Cross-Domain Contextualization of Sentiment Lexicons

  • Authors:
  • Stefan Gindl;Albert Weichselbraun;Arno Scharl

  • Affiliations:
  • MODUL University Vienna, Austria, Department of New Media Technology, email: {stefan.gindl,arno.scharl}@modul.ac.at;Vienna University of Economics and Business, Austria, Department of Information Systems and Operations, email: albert.weichselbraun@wu.ac.at;MODUL University Vienna, Austria, Department of New Media Technology, email: {stefan.gindl,arno.scharl}@modul.ac.at

  • Venue:
  • Proceedings of the 2010 conference on ECAI 2010: 19th European Conference on Artificial Intelligence
  • Year:
  • 2010

Quantified Score

Hi-index 0.00

Visualization

Abstract

The simplicity of using Web 2.0 platforms and services has resulted in an abundance of user-generated content. A significant part of this content contains user opinions with clear economic relevance-customer and travel reviews, for example, or the articles of well-known and respected bloggers who influence purchase decisions. Analyzing and acting upon user-generated content is becoming imperative for marketers and social scientists who aim to gather feedback from very large user communities. Sentiment detection, as part of opinion mining, supports these efforts by identifying and aggregating polar opinions-i.e., positive or negative statements about facts. For achieving accurate results, sentiment detection requires a correct interpretation of language, which remains a challenging task due to the inherent ambiguities of human languages.
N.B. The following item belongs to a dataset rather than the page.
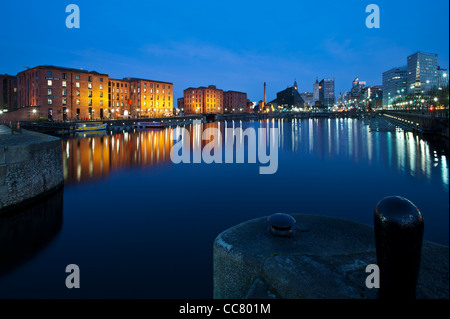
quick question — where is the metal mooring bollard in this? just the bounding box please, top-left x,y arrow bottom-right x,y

Particular attention has to be directed to the context of opinionated terms when trying to resolve these ambiguities. Contextualized sentiment lexicons address this need by considering the sentiment term's context in their evaluation but are usually limited to one domain, as many contextualizations are not stable across domains. This paper introduces a method which identifies unstable contextualizations and refines the contextualized sentiment dictionaries accordingly, eliminating the need for specific training data for each individual domain. An extensive evaluation compares the accuracy of this approach with results obtained from domain-specific corpora.